Jamaicans For Justice (JFJ) supports the favorable and speedy resolution of the police wage negotiations. We support the request being made by rank and file police for improved pay and working conditions. The reasons for providing these are clear and strong. Yet, successive governments have not meaningfully addressed them. Improving officer welfare, of which wages are a part, improves the police’s capacity to provide national security and is the right thing to do.

The police, like everyone, deserve to enjoy an adequate standard of living. This includes livable and fair wages and working conditions. If we are to demand the accountability and professionalism of police that the country deserves, then we must also demand that government reasonably provide for their welfare. Poorly paid and frustrated officers are less likely to be effective at crime fighting or compliant with human rights.

Present wages and working conditions inadequate for modern, professional policing.

The present wage offer does not keep pace with the costs of providing an adequate standard of living in 2017. This makes it difficult for the Police Force to attract and retain the most competent and qualified persons to serve as police officers. Jamaica’s high crime situation requires that we keep the brightest and best, not deter them. The high level of attrition within the Police Force is a function of the low compensation, among other factors, and is unlikely to abate until wages and working conditions improve.

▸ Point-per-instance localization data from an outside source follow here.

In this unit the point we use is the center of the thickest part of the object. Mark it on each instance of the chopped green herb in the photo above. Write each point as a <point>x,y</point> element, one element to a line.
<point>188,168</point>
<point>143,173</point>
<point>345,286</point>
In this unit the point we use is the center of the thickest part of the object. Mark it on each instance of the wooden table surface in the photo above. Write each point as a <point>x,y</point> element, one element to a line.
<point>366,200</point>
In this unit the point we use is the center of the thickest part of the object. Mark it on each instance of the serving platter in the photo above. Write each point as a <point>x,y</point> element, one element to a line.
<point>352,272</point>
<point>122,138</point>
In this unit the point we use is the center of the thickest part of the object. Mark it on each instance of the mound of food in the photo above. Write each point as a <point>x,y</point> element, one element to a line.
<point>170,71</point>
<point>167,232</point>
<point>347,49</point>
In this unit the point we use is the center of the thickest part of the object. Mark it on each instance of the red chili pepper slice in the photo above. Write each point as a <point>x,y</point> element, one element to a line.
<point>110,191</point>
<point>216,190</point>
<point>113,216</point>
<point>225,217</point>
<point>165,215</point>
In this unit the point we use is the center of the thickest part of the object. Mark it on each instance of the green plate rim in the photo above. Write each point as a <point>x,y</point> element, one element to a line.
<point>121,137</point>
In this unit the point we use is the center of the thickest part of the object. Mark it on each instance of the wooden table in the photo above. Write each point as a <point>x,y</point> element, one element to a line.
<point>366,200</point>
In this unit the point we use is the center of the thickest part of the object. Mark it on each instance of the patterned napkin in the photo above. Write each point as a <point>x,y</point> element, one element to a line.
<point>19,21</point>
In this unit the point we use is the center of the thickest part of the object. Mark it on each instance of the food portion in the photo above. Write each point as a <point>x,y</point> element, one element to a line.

Low wages also create an environment for corruption, exposing police to the daily seduction of bribes. Bribes will always remain attractive so long as officers are underpaid. Improving police wages will reduce this incentive. It makes sense.

Moreover, it will help address the unfair disparities between the compensation of rank and file officers and senior police. It is unfair to offer Constables, Corporals and Sergeants so little when, at the top of the command chain, Assistant and Deputy Commissioners enjoy very generous salaries and perks, running in each case into several millions of dollars.

JFJ appreciates the Government’s financial limitations. Successive governments have maintained a 7.5 percent surplus required by its agreements with the IMF by cutting back expenditure (in real terms) on some social services. However, this cannot be kept up indefinitely without seriously compromising people’s welfare. The time has come, in JFJ’s view, for some easing of the burden on those faithfully meeting essential social needs beneficial to all. This can be achieved by first reducing the well-documented waste and inefficiency within government and by ensuring that the burden is shared more equitably and fairly across society.

JFJ has always demanded police accountability. Now, part of that work involves demanding the fair and humane treatment of our police officers. Without this, efforts to fight crime and improve the professionalism of the force will be ineffective and unsustainable.